Obecny sezon w wykonaniu prawoskrzydłowego lub rozgrywającego wygląda znakomicie. Po powrocie z meczów reprezentacyjnych piłkarz zapisał na swoim koncie asystę, już trzecią, biorąc pod uwagę wszystkie rozgrywki. Jakby tego było mało, do siatki trafił on pięć razy.
Znakomite występy nie pozostały niezauważane. Hiszpańskie media donosiły, że Real Madryt wykazuje zainteresowanie ponowną współpracą z Takefusą Kubo.
Jak informuje Fabrizio Romano, istotnie jest coś na rzeczy. „Królewscy” to w tej chwili jedyna rozważana przez 22-latka opcja.
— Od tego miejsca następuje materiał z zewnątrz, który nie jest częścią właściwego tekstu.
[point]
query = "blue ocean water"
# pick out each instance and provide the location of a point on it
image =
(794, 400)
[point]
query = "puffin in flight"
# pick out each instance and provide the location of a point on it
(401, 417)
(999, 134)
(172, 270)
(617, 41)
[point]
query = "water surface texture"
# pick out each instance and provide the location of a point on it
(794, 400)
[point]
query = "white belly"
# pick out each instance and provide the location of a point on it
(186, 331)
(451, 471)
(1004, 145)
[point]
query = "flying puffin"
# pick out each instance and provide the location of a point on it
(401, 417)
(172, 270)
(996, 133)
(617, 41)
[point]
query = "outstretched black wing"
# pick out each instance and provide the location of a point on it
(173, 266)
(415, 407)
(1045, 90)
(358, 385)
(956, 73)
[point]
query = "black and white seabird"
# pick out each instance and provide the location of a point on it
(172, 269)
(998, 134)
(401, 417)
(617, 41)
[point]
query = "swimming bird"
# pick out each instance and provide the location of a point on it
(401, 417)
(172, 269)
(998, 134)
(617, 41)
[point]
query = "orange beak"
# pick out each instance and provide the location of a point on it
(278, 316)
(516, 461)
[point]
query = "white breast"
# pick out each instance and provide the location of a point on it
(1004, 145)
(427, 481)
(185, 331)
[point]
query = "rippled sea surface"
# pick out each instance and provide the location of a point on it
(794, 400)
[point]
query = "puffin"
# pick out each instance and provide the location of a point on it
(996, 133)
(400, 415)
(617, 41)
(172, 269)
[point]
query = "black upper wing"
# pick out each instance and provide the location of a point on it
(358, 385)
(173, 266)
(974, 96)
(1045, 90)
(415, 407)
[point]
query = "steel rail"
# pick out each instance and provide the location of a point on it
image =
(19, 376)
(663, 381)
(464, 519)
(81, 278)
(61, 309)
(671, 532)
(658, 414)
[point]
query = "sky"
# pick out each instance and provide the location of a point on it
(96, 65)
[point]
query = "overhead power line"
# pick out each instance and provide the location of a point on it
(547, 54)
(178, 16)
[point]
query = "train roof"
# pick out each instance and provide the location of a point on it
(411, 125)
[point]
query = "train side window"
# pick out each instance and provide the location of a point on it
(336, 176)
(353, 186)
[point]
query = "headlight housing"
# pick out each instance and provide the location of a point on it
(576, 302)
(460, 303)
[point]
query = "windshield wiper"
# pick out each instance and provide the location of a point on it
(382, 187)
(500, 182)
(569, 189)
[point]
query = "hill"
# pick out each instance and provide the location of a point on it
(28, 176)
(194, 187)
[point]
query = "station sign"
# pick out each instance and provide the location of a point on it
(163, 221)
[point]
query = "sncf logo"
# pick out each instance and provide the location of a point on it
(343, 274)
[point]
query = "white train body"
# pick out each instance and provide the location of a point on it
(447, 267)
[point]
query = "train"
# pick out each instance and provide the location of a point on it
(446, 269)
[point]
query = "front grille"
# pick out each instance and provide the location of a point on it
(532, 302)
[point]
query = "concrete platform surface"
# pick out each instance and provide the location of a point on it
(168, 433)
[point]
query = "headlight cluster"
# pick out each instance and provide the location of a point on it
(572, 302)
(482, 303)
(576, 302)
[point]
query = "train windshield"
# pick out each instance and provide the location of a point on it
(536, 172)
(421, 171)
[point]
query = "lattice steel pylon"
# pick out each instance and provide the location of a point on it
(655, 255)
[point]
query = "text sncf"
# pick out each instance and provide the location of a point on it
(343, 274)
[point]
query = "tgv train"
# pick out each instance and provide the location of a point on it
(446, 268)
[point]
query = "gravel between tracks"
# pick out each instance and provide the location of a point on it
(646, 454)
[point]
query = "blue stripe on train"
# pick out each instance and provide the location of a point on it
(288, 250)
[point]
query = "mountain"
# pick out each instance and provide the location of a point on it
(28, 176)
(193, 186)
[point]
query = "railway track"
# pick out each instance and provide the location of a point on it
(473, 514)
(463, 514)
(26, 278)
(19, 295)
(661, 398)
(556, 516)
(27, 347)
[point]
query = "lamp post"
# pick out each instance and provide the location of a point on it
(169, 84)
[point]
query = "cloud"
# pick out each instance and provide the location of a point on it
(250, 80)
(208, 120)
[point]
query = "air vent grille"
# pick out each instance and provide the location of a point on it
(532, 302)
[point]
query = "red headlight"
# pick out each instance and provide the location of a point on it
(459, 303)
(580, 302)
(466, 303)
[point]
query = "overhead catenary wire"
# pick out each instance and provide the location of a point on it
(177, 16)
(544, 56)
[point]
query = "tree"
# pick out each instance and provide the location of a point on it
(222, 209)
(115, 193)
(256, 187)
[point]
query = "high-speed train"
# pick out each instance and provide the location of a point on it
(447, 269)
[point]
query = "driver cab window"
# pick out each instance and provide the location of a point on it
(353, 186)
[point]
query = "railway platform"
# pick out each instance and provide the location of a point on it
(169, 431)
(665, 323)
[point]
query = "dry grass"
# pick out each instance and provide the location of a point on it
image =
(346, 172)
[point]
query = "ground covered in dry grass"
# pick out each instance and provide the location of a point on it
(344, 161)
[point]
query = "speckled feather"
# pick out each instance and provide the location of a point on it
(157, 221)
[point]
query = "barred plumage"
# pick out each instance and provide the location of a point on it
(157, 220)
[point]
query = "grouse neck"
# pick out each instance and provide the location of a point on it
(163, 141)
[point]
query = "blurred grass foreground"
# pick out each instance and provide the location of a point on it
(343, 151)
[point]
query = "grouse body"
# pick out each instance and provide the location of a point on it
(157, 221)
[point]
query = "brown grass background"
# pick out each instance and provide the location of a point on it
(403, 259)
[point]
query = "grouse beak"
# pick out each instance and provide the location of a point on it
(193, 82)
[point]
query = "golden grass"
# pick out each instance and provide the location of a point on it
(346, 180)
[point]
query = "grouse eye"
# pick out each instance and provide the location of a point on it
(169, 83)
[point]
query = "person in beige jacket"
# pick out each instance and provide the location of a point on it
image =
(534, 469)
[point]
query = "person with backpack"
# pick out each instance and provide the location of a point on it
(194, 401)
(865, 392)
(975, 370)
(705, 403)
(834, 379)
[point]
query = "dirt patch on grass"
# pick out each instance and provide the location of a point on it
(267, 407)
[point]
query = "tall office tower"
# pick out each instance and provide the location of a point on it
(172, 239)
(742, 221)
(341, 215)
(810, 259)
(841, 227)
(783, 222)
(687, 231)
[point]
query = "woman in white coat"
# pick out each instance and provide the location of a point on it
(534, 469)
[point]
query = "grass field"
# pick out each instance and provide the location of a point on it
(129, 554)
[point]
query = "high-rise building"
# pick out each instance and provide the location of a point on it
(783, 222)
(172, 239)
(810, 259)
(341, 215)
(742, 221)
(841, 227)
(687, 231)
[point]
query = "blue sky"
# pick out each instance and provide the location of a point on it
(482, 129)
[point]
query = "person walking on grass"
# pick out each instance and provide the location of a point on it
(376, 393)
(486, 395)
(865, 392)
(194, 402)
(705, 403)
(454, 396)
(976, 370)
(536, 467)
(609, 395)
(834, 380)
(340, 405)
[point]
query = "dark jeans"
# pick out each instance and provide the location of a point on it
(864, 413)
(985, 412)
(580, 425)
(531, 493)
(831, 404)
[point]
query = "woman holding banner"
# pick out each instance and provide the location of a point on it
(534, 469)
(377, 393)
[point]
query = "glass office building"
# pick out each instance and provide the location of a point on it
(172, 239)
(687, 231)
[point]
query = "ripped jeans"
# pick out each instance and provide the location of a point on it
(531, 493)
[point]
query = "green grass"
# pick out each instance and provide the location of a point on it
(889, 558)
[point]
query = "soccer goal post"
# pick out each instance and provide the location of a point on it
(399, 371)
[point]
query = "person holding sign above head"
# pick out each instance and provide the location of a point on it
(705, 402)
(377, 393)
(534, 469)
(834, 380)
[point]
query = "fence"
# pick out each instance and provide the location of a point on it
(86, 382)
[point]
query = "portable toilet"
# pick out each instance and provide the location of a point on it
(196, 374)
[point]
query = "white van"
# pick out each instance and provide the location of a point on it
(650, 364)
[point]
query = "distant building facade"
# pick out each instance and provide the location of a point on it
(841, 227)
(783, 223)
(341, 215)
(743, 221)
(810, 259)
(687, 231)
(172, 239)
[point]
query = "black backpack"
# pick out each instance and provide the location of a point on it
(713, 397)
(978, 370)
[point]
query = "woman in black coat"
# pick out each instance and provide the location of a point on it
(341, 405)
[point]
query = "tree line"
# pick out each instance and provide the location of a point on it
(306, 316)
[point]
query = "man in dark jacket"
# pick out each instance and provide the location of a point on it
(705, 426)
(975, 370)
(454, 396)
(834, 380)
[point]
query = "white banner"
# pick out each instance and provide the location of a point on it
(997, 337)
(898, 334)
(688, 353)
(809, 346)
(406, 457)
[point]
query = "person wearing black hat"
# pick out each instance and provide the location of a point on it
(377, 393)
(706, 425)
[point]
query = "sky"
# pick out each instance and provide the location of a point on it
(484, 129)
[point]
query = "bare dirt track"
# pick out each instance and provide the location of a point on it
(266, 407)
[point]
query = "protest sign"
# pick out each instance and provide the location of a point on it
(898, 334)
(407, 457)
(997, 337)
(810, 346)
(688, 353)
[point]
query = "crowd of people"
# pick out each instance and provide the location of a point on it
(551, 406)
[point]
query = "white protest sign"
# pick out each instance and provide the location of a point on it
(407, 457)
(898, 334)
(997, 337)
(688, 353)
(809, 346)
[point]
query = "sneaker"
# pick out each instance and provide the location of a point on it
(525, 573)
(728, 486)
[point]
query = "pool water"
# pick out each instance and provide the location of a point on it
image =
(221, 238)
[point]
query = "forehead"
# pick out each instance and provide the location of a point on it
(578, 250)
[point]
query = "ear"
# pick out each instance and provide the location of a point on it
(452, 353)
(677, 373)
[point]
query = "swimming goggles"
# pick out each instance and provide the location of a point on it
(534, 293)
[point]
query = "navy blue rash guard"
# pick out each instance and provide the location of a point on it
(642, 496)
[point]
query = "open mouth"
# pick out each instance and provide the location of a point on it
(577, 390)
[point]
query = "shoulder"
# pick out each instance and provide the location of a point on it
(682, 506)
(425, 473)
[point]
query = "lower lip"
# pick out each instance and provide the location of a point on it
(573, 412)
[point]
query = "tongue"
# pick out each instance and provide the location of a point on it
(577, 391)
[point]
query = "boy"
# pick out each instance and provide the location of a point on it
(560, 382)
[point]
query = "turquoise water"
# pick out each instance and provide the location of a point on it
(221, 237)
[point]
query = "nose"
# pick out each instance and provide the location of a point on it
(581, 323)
W grę wchodzi letnia przeprowadzka.
Co prawda pojawiły się wieści o zakusach Manchesteru United, ale Anglicy nie wykonali żadnego kroku w tej sprawie.
Lider tabeli LaLigi ma opcję wykupu gracza za 30 milionów euro. To połowa klauzula wykupu w umowie Kubo.
28-krotny reprezentant Japonii w zespole mógłby zająć miejsce Brahima Díaza, który po powrocie z Milanu nie pokazał jak dotąd niczego szczególnego i nie stanowi takiego wzmocnienia, jakim był Marco Asensio.